Als monatlicher Höchstbedarf ohne Unterkunftskosten gilt seit Oktober 2010 für Studierende an Hochschulen ein Betrag von 373 EUR, für andere Studierende und Azubis von nur 348 Euro. Eine Anpassung ist seit 2010 nicht erfolgt, während im Zeitraum von 2010 bis Januar 2015 die Grundsicherungsleistungen von 359 EUR auf effektiv 408 EUR (399 € + Warmwasserpauschale), also um 12 Prozent erhöht wurden. Bereits jetzt ist daher erkennbar, dass die erst für 2016 vorgesehene Erhöhung der BAföG-Leistungen um 7 Prozent keine hinreichende Abhilfe dieser verfassungswidrigen Situation schaffen wird.

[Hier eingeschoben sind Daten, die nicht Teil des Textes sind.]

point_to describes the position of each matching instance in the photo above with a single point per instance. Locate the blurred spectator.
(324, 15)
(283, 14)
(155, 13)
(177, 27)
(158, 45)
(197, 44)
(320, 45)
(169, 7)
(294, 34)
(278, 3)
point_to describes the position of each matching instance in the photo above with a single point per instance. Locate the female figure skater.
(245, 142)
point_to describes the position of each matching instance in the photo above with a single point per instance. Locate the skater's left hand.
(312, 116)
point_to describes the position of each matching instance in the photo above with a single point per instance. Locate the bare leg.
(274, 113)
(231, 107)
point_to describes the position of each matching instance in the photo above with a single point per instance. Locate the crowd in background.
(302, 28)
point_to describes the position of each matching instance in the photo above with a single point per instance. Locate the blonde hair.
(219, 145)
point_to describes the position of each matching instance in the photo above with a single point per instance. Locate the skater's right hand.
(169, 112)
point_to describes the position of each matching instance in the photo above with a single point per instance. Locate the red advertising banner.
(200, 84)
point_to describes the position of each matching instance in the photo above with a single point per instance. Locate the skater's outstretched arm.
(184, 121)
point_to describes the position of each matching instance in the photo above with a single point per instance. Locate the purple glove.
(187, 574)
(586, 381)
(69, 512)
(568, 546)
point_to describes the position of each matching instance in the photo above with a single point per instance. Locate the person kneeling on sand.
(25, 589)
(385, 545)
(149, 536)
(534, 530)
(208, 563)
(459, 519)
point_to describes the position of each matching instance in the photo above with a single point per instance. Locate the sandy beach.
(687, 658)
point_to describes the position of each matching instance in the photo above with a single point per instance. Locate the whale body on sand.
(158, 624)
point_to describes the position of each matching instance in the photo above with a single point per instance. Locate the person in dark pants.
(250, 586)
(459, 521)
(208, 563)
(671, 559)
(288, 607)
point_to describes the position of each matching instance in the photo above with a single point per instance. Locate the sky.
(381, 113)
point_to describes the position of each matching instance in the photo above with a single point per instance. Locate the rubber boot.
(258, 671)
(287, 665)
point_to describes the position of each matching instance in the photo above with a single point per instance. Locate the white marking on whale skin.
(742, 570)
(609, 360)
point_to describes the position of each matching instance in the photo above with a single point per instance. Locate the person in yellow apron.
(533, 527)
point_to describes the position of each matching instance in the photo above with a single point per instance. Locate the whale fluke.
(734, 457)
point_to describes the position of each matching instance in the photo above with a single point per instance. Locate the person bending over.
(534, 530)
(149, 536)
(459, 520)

Zudem enthält der Regelbedarf nach BAföG und BAB in deutlich größerem Umfang einen ausbildungsbezogenen Bedarf (Semester-/Prüfungsgebühren, Schul-/Lehr-/Studienmaterial etc) von mindestens 114,40 EUR. Leistungen für ausbildungsbezogene Bedarfe stehen für die Existenzsicherung nicht zur Verfügung. Das SGB II berücksichtigt im Regelbedarf ab Januar 2015 einen Bildungsbedarf von nur 1,53 EUR; für Schüler wurde deshalb zusätzlich das Bildungs- und Teilhabepaket eingeführt. Bei einem Vergleich des SGB-II-Regelbedarfs mit dem BAB-Bedarf ohne Ausbildungsanteil von 233,60 EUR ergibt sich: Die BAB muss um 58,5 Prozent (BAföG um 57 Prozent) erhöht werden, um überhaupt Hartz-IV-Niveau zu erreichen.

Für Studierende über 25 Jahre kommt als weiterer Nachteil der Wegfall der Möglichkeit der Familienmitversicherung in der gesetzlichen Krankenversicherung hinzu, so dass dieser Personenkreis die Krankenversicherung teilweise aus dem Regelbedarf zu finanzieren hat, weil selbst der Zuschuss nach dem BAföG die Mindestbeiträge für die studentische Krankenversicherung nicht abdeckt.

Von einer methodisch schlüssigen, transparenten, nachvollziehbaren und hinreichend begründbaren Ermittlung eines realitätsgerechten Bedarfs kann bei dieser Tatsachenlage nicht ansatzweise ausgegangen werden. Damit muss auch der Ausschluss der Auszubildenden und Studierenden von den Grundsicherungsleistungen als verfassungswidrig angesehen werden.